The Golden Volcano

The story takes place in the middle of the Gold Rush, and features two French-Canadian cousins, who inherit a mining claim on the shores of the Klondike.

On the way out to a hunt, Summy Skim, Bill Steel, and the trusted Indian, Neluto, discover a man, torn apart, and lying under a tree.

Before he dies, the man tells Ben Raddle and Summy Skim of a volcano of pure gold named the "Golden Mount".

In 1886, after the death of Pierre-Jules Hetzel, Verne was partially freed from the constraints that had previously been imposed on the content of his novels (both scientific and geographical).

"It was not uncommon to see some poor emigrant, killed by cold and fatigue, abandoned under the trees..." The cities of the Great North are described with all the precision that Verne is known for.

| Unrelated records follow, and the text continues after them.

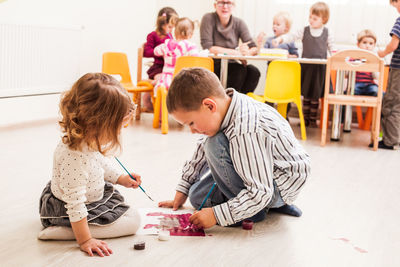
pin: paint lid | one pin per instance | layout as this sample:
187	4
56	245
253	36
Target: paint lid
247	224
140	245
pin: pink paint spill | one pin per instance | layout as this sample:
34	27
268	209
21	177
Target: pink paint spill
360	250
177	224
147	226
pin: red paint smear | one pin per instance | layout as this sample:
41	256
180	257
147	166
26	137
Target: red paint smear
185	227
147	226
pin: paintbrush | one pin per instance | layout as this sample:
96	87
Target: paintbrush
133	178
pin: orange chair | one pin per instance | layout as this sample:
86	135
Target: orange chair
365	123
117	63
354	60
161	103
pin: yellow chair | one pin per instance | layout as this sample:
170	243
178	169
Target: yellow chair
282	86
161	98
117	63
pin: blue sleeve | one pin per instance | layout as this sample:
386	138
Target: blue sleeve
396	28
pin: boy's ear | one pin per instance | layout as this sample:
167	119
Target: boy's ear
210	104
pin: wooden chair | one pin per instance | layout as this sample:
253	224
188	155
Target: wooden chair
354	60
365	123
117	63
161	98
282	86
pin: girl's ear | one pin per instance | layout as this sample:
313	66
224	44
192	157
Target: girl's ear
210	104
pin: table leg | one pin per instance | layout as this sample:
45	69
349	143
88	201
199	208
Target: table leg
337	109
224	72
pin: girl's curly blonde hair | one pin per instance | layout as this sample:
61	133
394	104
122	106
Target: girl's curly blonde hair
93	111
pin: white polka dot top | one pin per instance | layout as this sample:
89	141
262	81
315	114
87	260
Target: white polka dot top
78	178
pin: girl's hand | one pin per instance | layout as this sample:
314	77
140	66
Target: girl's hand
260	39
97	246
277	41
127	181
179	200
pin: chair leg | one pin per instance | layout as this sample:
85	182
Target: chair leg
375	128
157	105
359	117
324	122
136	100
368	119
302	124
282	108
164	111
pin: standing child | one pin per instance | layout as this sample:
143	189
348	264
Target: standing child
166	20
281	25
172	49
391	100
254	157
366	81
317	41
93	112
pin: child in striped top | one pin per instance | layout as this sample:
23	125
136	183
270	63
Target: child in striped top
366	81
254	158
172	49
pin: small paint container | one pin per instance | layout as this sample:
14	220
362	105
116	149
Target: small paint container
163	235
140	245
247	224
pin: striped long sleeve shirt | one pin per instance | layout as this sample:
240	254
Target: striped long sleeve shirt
263	149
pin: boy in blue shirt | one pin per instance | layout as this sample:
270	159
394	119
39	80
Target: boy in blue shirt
250	149
391	100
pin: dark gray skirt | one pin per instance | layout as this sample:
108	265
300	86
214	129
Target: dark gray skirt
105	211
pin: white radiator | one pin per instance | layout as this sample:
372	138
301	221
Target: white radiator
38	60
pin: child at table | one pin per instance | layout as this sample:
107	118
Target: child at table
317	42
281	25
172	49
81	194
391	99
166	20
250	150
366	82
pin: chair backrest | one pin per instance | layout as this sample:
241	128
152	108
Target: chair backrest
355	60
192	61
283	82
117	63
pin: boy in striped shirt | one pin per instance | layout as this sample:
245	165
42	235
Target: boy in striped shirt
391	99
250	149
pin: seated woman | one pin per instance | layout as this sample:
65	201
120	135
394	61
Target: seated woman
220	33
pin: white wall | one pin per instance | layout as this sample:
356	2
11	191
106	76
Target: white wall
122	25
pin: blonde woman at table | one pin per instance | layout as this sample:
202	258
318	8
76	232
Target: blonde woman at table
317	41
220	33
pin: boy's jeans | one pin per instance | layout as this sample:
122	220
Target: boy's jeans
229	183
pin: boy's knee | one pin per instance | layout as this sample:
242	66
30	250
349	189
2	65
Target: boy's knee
214	144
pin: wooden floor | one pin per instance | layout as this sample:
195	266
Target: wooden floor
351	206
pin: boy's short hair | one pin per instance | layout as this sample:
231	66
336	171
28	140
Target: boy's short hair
320	9
365	33
190	87
184	28
286	17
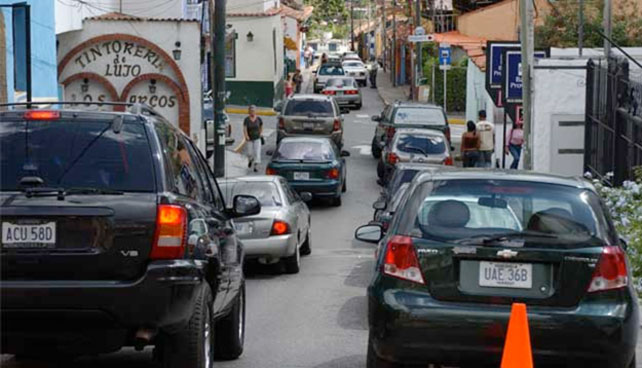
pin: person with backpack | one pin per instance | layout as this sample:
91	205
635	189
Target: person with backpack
514	143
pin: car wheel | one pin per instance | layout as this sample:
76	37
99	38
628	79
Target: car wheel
193	346
230	331
373	361
293	262
376	151
306	248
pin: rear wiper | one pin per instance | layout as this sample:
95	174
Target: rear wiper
485	239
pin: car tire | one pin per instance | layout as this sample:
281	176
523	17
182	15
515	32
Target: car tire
192	346
376	151
293	263
306	248
373	360
230	331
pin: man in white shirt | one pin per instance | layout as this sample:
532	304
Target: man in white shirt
486	132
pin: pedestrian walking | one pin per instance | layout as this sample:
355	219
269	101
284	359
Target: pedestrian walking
289	87
253	132
470	145
298	81
514	143
486	132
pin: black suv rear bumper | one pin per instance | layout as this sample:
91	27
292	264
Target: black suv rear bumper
162	298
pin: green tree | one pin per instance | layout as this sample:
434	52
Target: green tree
560	28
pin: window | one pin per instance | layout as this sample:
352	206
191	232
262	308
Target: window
230	58
84	154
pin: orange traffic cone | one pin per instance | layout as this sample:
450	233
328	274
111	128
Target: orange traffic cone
517	348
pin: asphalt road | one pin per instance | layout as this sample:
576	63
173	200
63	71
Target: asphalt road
317	318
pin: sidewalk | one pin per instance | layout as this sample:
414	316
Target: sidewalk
390	94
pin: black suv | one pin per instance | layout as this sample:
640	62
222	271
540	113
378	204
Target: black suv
114	234
407	115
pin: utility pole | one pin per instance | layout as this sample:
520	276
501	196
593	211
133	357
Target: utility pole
580	31
352	24
419	72
527	37
607	29
394	43
217	30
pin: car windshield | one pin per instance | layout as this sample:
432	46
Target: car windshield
331	70
456	210
418	144
419	116
304	151
340	82
76	154
266	192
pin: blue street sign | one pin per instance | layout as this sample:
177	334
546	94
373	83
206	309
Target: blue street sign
444	56
513	79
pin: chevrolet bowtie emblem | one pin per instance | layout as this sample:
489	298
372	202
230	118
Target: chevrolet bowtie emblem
506	253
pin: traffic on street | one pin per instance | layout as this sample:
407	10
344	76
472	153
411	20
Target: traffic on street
321	202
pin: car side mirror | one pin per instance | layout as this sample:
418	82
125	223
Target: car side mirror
305	196
369	233
623	243
245	205
379	205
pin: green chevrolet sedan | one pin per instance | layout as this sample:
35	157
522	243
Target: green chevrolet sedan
311	164
464	245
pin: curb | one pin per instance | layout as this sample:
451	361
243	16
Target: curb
239	110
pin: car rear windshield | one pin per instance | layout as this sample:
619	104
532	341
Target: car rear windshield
73	154
462	210
419	116
309	107
418	144
340	82
304	151
331	70
266	192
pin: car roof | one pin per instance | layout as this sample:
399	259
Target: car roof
445	173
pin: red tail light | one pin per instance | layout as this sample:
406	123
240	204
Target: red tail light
280	228
171	226
42	115
393	158
401	260
610	272
333	173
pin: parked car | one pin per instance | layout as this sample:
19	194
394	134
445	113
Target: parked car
465	245
311	115
345	91
325	72
384	212
114	234
407	115
357	70
282	231
314	165
423	146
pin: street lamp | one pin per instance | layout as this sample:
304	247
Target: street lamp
177	51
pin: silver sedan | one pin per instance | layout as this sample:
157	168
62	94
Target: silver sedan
345	91
281	231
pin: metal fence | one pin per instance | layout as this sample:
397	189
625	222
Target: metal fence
613	135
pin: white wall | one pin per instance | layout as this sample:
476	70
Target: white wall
556	93
255	60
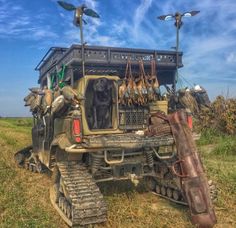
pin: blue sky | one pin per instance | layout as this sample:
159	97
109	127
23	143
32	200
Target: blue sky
29	28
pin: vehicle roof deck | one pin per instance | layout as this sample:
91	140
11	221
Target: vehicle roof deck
107	60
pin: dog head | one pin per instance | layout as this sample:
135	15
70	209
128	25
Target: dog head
102	84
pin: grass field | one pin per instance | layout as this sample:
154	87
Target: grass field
24	196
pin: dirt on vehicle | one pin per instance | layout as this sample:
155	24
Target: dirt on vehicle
111	123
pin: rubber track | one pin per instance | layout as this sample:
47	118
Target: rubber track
88	205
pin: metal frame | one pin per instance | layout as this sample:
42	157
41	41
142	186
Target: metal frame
105	60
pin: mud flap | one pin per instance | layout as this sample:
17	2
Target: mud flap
193	180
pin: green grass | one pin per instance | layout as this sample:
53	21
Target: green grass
24	196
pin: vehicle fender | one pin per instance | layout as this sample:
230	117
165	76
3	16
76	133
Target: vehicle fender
62	141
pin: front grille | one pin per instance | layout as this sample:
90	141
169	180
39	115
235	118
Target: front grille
133	118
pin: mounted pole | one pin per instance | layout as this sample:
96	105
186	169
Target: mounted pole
178	23
78	22
82	43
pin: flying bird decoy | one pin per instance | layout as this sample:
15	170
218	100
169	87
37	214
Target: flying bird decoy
79	11
178	17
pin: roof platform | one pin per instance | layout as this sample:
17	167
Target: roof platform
107	60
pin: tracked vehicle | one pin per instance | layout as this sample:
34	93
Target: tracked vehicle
89	129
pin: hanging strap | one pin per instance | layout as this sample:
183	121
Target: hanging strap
60	76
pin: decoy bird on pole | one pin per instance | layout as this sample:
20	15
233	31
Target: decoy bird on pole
178	24
78	21
79	11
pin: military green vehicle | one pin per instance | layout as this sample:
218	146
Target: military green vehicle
99	116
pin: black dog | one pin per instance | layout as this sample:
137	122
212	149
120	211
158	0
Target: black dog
102	104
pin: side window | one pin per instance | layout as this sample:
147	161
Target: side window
99	109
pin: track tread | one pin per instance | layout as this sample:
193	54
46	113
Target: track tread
88	205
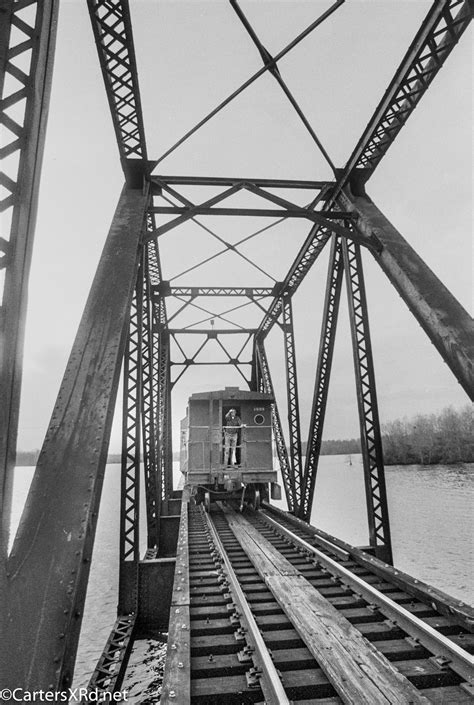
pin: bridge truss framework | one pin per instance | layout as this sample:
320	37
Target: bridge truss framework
135	329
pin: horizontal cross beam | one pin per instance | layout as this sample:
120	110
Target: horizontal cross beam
195	291
443	26
231	180
257	212
212	333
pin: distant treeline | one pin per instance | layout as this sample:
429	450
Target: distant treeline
446	437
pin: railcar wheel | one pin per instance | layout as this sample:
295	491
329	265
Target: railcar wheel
256	500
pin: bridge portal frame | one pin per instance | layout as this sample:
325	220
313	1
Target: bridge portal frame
56	633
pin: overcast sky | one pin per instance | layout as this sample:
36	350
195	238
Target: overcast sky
190	56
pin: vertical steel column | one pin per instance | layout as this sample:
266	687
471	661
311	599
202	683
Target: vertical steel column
131	455
48	568
22	82
149	403
165	418
292	397
374	474
323	373
266	385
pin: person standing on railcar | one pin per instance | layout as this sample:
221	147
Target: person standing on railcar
231	434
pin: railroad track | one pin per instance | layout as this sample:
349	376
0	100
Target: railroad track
279	615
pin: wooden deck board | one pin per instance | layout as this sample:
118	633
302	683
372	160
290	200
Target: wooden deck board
357	671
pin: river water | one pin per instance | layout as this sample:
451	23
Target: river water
431	514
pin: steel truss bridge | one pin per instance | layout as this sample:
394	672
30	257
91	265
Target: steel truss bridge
422	636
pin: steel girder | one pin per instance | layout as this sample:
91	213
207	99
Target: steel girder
293	400
265	384
113	35
110	669
194	291
443	26
440	31
48	569
323	373
27	44
307	256
151	461
158	181
164	413
371	442
448	325
131	455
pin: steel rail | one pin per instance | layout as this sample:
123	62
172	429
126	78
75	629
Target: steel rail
270	681
460	660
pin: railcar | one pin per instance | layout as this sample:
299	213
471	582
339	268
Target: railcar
203	453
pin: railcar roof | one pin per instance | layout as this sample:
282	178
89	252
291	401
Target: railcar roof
232	393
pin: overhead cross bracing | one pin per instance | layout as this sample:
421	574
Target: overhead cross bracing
276	211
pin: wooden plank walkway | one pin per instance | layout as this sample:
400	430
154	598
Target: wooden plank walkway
358	672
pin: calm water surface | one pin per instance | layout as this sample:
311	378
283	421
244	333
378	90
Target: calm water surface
431	515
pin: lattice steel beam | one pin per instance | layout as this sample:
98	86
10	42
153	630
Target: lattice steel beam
443	26
113	36
27	45
48	567
151	461
161	181
293	400
110	670
372	454
265	384
194	291
323	373
305	259
131	454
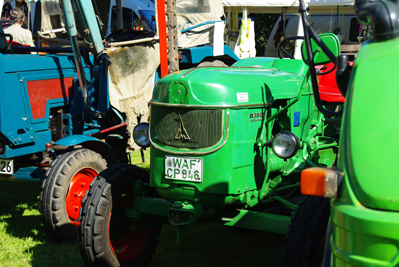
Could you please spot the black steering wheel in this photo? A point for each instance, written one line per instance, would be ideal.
(287, 46)
(6, 22)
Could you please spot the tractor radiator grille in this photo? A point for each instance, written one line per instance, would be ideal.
(186, 128)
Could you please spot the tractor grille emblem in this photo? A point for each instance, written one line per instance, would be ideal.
(182, 132)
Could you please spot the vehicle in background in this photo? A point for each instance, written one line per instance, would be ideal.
(345, 26)
(68, 112)
(337, 10)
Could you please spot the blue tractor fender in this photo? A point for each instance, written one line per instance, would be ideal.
(102, 148)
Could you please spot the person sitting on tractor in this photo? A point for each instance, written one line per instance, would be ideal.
(18, 33)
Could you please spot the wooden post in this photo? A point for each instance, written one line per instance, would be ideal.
(162, 37)
(173, 52)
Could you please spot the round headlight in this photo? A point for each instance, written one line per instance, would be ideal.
(285, 144)
(140, 134)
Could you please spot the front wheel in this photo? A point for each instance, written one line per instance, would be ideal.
(64, 187)
(105, 236)
(305, 238)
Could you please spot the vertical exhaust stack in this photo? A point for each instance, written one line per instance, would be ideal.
(73, 33)
(383, 16)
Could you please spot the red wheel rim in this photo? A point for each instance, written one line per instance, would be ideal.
(129, 245)
(76, 192)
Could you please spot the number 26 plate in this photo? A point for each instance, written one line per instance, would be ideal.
(186, 169)
(6, 166)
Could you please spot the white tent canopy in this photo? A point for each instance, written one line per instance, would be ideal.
(291, 6)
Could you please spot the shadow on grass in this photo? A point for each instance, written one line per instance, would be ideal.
(19, 212)
(201, 245)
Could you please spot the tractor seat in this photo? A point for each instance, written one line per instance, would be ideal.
(328, 87)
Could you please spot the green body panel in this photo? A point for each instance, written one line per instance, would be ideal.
(320, 58)
(362, 236)
(219, 86)
(370, 153)
(365, 218)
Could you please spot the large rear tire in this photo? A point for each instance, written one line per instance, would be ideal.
(305, 238)
(105, 239)
(64, 187)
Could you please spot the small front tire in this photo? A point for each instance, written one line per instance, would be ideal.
(64, 187)
(305, 238)
(105, 237)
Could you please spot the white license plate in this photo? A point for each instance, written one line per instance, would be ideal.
(186, 169)
(6, 166)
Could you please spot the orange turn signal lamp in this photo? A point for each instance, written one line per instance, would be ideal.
(322, 182)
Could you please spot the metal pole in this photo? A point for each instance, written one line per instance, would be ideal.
(72, 31)
(119, 14)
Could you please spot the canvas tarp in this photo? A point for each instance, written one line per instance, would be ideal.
(131, 82)
(193, 12)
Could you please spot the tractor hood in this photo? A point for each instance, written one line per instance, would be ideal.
(243, 84)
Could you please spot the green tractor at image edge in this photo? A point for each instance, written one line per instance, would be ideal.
(227, 144)
(363, 229)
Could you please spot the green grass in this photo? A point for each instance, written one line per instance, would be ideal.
(24, 241)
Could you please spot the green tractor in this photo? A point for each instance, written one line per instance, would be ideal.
(364, 219)
(227, 144)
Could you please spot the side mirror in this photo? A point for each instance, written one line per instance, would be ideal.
(320, 58)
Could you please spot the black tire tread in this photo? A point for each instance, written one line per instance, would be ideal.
(308, 227)
(56, 183)
(93, 242)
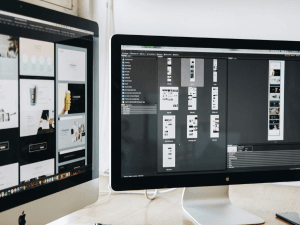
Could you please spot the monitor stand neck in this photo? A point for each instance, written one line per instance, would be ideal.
(211, 205)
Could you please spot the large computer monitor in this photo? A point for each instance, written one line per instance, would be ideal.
(48, 113)
(194, 112)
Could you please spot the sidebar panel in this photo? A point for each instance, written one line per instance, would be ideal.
(276, 100)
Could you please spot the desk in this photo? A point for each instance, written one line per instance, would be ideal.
(263, 200)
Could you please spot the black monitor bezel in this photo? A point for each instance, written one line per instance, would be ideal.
(190, 179)
(37, 12)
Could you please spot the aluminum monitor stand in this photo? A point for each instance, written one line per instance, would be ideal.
(211, 205)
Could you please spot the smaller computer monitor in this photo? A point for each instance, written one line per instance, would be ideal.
(49, 113)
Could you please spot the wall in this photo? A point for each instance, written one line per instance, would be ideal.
(46, 4)
(247, 19)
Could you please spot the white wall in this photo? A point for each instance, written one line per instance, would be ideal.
(73, 11)
(246, 19)
(100, 15)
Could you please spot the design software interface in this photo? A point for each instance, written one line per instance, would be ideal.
(43, 102)
(207, 110)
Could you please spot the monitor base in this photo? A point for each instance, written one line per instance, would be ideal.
(211, 205)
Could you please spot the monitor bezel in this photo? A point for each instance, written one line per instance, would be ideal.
(191, 179)
(37, 12)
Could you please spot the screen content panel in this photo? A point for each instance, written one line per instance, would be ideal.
(45, 69)
(199, 110)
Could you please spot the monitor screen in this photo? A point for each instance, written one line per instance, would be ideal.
(208, 110)
(46, 104)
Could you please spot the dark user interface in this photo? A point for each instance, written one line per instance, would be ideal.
(208, 111)
(44, 125)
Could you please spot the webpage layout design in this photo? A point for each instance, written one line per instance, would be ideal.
(9, 176)
(72, 63)
(214, 126)
(192, 126)
(168, 155)
(192, 72)
(276, 100)
(9, 90)
(36, 58)
(169, 127)
(169, 98)
(36, 170)
(71, 99)
(215, 70)
(214, 98)
(36, 107)
(192, 98)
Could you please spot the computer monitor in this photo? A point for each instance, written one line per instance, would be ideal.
(195, 112)
(48, 113)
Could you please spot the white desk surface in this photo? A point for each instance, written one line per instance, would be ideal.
(263, 200)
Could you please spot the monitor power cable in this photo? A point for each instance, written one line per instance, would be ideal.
(144, 192)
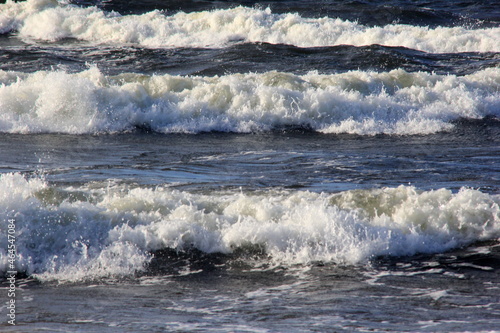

In this novel, as in Five Weeks in a Balloon, Captain Grant's Children, and The Mysterious Island, the reader discovers Verne's fascination for extreme natural phenomena.

The dark character of the novel and its unequivocal condemnation of the thirst for gold make it a work that stands out very clearly from most of the others in Verne's Amazing Journeys series.

Finally, a more serious twist is made in Jules Verne' message: the heroes do not return from this journey completely empty-handed, and this means, perhaps, that the reviled metal (gold) is not quite as awful as it seems.